What Happened
The ECB deposit facility rate stands at 2.25% following the June 2026 Governing Council meeting, which delivered a 25bp cut — the third cut of 2026. Markets are pricing approximately 60% probability of a further 25bp cut at the September meeting.
What It Means
At 2.25%, the ECB deposit rate is materially below the 2022–2023 peak of 4.00%, removing the most acute pressure on rate-sensitive equity valuations. European bank net interest margins — the spread between lending rates and deposit costs — remain supported at current levels; ING, BNP Paribas, and Santander have all guided stable NIM for H2 2026. The more significant re-rating is underway in REITs and infrastructure equities: the discount rate compression since peak rates has lifted the present value of long-duration cash flows, and further cuts would extend that tailwind to property-heavy indices like the FTSE MIB (Enel, Snam) and IBEX 35 (Iberdrola, Red Electrica).
Who Is Affected
Eurozone pension funds and insurance companies running liability-matching fixed-income portfolios are recalibrating duration as bond yields drift lower, creating demand for longer-dated EU sovereign paper.
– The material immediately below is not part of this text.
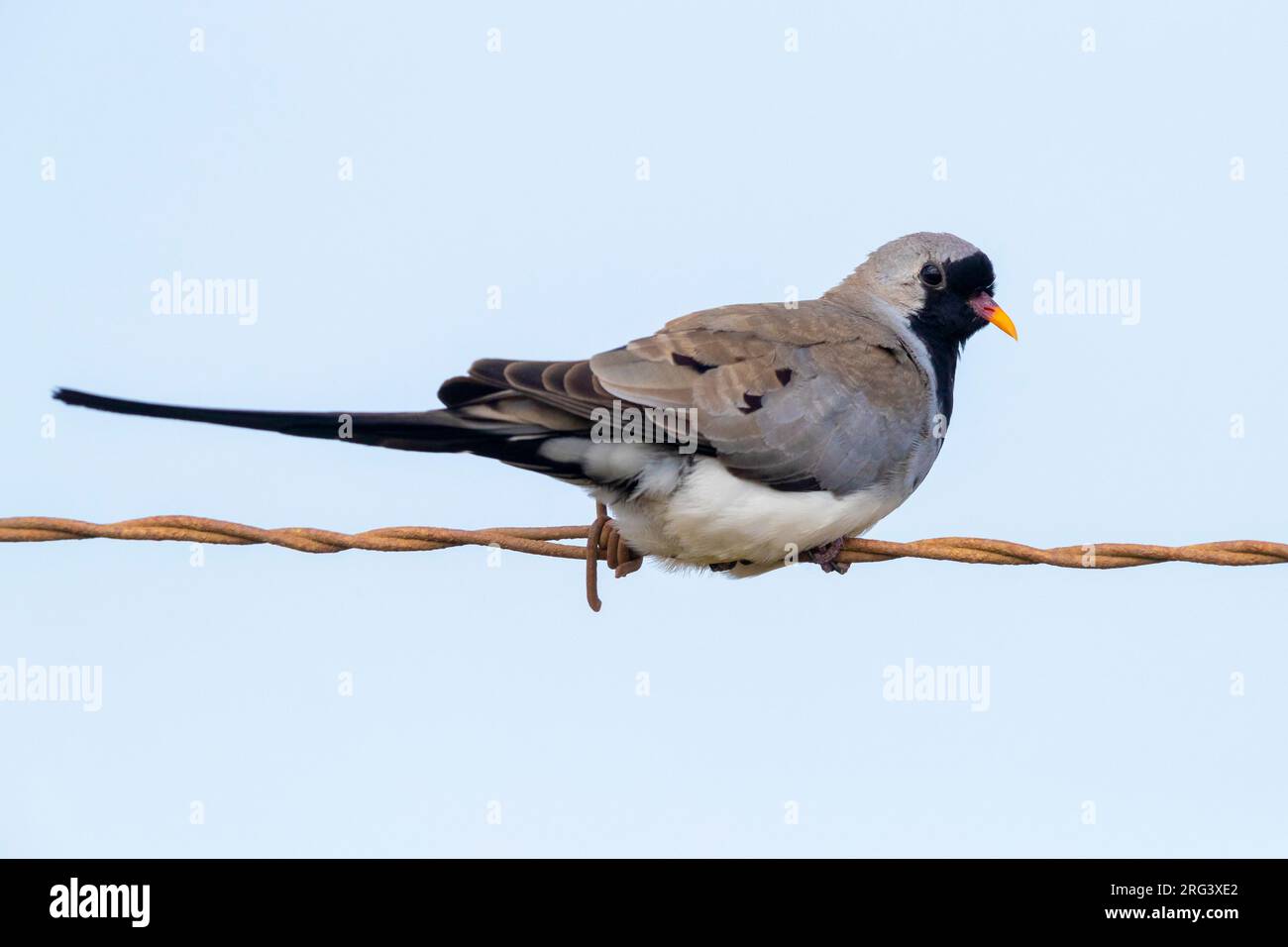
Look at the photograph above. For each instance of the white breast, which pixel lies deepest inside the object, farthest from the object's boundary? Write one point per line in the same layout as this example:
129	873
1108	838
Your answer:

Retail investors in Dutch and German index-tracking ETFs are the downstream beneficiaries: lower discount rates mechanically lift the NAV of growth-heavy indices like the AEX (ASML at ~25% weight) even without underlying earnings changes.
What to Watch
The September 11 ECB Governing Council meeting is the next live decision date; the July flash CPI release on 31 July will set the tone for whether services inflation has cooled sufficiently to justify a 50bp September cut.